The Baltimore police department is evaluating the Adcor BEAR (Brown Enhanced Automatic Rifle) for issue. This is one of the four rifles that has been promoted to the second phase of the Army’s Individual Carbine competition. The police are largely armed with Glock pistols chambered in .40 S&W, and that’s not going to change. The BEAR is for special units, like SWAT teams.
Adcor’s graduation to phase two of the competition surprised many. But they have spent as much time lobbying as they have improving on the AR-15 design. Adcor hired congresswoman Helen Delich Bentley to speak for them in addition to joining with other manufacturers, including FN USA and Remington in getting the Army to reevaluate the M4 and consider a more modern replacement.
You don’t have to spend too much time in the shooting world to hear that a number of people, particularly soldiers, have negative opinions on the M4 carbines in service largely made by Colt, and soon Remington. These complaints point at failure points in the design, things like direct-impingement operation, and not manufacturing flaws.
It should be no surprise that four of the five rifles still competing in the Individual Carbine competition are piston-driven. They are the Adcor BEAR, the FN FNAC, HK HK416 and Remington ACR. The fifth competitor is the direct-impingement Colt ACC-M.
What’s interesting about the Adcor BEAR, and what separates it from the FNAC and HK416, is that it is part of the AR family. But it has a little AK in its blood, too.
The Adcor BEAR is a short-stroke piston-operated AR-15 with a free-floated barrel. It achieves this by running a gas tube from the barrel into the front handguard which contains the piston and end of the operating rod. Because the piston system is built into the handguard and doesn’t rest on the barrel, its reciprocation cannot directly affect the barrel. And because it uses a long-stroke op rod carrier tilt is impossible.
It is in every other way an AR and it should be extremely easy for military armories to adapt to it, which makes it for a rather interesting competitor in the Individual Carbine competition.

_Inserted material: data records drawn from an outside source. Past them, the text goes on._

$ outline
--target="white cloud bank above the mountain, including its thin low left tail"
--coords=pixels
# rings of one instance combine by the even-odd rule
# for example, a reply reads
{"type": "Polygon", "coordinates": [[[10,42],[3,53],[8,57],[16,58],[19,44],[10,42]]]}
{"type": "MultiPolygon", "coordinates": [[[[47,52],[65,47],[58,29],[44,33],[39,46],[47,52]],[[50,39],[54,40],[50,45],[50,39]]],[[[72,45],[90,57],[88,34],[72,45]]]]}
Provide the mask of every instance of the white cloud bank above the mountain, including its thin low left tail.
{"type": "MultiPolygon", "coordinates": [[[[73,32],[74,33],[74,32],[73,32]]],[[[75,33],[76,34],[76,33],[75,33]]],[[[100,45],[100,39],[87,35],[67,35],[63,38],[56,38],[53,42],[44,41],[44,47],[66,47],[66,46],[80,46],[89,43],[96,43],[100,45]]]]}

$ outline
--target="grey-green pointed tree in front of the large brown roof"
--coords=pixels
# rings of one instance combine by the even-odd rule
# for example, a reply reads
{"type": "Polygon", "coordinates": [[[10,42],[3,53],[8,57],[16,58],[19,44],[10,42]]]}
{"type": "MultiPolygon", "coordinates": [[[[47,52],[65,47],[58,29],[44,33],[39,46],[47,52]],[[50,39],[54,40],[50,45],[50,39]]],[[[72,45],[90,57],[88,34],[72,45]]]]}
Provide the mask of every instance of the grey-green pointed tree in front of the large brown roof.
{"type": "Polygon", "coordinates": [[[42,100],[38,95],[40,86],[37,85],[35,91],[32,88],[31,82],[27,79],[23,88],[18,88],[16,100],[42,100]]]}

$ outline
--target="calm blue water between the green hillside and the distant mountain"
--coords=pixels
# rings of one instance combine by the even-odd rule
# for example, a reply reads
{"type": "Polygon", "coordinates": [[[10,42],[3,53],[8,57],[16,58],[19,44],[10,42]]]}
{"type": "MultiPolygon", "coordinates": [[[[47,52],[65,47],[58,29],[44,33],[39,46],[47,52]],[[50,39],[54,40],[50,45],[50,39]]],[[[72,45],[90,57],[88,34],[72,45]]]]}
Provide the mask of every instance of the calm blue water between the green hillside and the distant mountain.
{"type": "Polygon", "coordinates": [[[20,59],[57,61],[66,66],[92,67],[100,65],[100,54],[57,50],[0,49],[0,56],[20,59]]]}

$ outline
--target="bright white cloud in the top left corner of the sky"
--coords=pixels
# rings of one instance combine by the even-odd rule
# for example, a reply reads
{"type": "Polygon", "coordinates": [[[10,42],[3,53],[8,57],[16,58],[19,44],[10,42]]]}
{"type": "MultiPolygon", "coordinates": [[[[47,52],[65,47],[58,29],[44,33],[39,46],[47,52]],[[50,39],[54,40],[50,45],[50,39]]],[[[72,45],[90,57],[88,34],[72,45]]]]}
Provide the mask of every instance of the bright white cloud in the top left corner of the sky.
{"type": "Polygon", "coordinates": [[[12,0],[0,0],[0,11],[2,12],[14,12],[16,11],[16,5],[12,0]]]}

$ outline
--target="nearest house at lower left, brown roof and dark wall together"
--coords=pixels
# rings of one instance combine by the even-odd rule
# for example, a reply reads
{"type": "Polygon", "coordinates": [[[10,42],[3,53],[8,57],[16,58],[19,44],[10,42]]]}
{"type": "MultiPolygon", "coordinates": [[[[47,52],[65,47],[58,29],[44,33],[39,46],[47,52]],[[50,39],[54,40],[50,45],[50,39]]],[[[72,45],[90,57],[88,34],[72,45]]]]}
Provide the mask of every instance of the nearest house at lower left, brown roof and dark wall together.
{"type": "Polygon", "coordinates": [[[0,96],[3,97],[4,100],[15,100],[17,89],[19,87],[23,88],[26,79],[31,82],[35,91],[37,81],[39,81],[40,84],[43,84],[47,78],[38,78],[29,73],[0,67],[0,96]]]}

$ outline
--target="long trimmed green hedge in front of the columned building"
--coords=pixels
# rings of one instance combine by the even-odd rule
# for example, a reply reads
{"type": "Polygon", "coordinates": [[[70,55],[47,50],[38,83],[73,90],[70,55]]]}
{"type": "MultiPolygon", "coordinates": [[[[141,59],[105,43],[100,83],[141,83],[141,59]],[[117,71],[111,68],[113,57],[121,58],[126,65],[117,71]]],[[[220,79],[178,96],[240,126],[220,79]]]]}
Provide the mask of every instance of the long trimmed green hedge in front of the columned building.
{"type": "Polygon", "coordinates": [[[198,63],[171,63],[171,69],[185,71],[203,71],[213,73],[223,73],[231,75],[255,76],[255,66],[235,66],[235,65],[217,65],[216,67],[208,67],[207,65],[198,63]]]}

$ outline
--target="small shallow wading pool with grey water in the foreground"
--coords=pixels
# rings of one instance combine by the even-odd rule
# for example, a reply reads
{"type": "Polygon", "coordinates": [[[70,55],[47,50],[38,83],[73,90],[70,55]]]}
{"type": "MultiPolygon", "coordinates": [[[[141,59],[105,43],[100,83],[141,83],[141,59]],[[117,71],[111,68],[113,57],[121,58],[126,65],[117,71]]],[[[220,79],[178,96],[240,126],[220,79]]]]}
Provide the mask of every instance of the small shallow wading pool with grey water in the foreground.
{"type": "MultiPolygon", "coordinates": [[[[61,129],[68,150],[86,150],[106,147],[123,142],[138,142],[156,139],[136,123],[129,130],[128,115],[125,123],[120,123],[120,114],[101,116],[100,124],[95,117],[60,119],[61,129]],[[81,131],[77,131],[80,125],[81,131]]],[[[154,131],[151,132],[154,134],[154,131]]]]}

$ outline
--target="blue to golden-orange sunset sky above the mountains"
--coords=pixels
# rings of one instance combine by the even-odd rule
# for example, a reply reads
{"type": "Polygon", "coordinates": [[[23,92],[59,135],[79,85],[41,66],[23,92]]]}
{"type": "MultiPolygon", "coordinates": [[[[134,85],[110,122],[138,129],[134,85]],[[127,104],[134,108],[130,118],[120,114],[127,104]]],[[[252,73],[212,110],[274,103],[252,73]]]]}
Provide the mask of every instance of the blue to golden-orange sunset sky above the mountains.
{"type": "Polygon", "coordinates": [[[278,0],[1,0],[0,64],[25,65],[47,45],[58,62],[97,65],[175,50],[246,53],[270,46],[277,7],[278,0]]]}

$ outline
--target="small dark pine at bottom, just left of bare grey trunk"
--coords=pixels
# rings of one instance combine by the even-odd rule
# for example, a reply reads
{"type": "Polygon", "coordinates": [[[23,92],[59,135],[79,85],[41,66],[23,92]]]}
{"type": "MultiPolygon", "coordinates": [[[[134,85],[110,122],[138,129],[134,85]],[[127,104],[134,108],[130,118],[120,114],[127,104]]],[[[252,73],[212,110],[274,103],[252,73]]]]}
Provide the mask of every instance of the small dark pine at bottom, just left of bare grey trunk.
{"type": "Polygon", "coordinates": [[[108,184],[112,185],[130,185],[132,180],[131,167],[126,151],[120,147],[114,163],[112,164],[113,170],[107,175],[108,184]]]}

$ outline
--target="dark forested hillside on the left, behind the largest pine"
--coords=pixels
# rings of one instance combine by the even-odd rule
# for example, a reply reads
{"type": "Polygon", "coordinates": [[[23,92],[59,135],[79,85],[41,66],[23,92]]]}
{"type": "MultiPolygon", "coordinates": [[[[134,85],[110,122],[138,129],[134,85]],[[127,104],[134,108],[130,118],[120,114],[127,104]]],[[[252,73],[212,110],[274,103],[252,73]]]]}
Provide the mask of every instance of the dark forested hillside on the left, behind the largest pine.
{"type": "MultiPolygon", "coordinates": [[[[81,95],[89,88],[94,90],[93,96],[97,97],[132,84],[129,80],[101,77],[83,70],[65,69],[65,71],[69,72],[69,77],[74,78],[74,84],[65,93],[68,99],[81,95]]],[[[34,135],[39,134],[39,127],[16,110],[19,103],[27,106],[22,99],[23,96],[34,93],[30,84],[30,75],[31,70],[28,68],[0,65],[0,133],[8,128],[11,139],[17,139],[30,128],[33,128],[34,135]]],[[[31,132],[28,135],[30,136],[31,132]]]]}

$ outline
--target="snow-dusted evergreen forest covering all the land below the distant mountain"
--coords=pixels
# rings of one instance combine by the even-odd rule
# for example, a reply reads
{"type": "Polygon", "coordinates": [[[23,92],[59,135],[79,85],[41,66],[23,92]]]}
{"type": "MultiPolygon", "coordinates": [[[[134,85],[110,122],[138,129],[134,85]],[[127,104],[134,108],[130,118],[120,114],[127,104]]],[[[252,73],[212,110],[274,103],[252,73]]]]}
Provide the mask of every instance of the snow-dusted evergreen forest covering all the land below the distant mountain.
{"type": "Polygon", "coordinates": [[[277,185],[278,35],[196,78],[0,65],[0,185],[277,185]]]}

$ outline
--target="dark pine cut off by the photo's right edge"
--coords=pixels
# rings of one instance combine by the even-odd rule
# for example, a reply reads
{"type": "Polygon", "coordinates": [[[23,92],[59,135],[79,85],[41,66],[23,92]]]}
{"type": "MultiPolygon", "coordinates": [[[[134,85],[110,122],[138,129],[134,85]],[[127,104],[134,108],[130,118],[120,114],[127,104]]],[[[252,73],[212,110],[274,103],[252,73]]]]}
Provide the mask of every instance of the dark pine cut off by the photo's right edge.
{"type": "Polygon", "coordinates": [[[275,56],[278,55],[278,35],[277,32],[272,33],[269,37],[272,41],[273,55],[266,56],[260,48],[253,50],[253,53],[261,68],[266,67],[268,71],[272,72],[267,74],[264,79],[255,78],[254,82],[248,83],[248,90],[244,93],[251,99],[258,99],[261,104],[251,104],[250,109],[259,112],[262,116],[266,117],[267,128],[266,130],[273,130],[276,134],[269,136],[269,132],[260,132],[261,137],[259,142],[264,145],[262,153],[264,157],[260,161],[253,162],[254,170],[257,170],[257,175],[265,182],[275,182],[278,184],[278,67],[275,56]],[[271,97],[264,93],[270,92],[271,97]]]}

Still, while no one is particularly shocked when companies like Heckler & Koch and FN USA make the first cut in a military arms program, before the Individual Carbine competition many people had never heard of Adcor.
And clearly that fame is getting around. The only thing that would surprise us is if the Baltimore police was alone in evaluating the clever BEAR rifle for their department. These rifles are going to get around. But it doesn’t hurt that they’re a Baltimore company, either.